Raporun ilerleyen bölümlerinde nüfus hakkında şunlar yazılmaktadır:
Gördüklerimi mufassalan (etraflıca) arzettim; bu maruzatımı (dileğimi) bervech-i âti hulâsa [aşağıda olduğu gibi özetliyorum] ediyorum:
1) Fırat’ın garbındaki (batısındaki) Malatya vilayeti de dâhil olduğu halde Fırat’ın şarkındaki (doğusundaki) vilayetlerimizde Kürt nüfus-ı mukayyedesi bir milyon yüz bini (1.100.000) mütecâvizdir; gayr-ı muharrer (sayılmamış) ve mektûm (gizli) olan mikdar (miktar) bundan haricdir (dışındadır).
2) Türk nüfusu Kürt nüfusunun dörtte birinden daha azdır. Mektûm ve gayr-i muharrerlerde dâhil [gizli kalmış ve sayılmamış dâhil] edilirse beşte birinden bile aşağı düşer.

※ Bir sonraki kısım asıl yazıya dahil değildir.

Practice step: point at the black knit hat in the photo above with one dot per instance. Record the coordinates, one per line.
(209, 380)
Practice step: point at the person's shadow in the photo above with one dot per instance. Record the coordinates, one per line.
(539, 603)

3) Kürtler lisanlarını hâkim kılmışlar ve Türkçe öğrenmeye muhtaç olmadan bütün işlerini görebilecek hale gelmişler ve Türk erkeklerinin yüzde sekseni Kürtçe öğrenmeye mecbur kılınmışlardır.“
Türkiye iki milletli topluma dar gelir:
Mustafa Abdülhalik Bey, raporunun can alıcı kısmında şu tespitte bulunur:
“Kürtler, Ankara’ya kadar yayıldıkları cihetle iş Fırat’ın yalnız şarkını (doğusunu) -ki pek ziyade mühim bir keyfiyettir- kaybetmek ile kalmayacak, Fırat’ın garbında da (batısında da) Malatya vilayeti gibi birçok yerler de tehlikeye girecektir. Elimizde kalan Türkiye arazisinde iki milletin aynı kudret ve salahiyetle (yetkiye) hâkim bulunması imkânını katiyen görmüyorum. Binaenaleyh bütün memlekette Türk nüfuz ve nüfusunu hâkim kılmayı farz ve zaruri görüyorum” diyecektir.(*1)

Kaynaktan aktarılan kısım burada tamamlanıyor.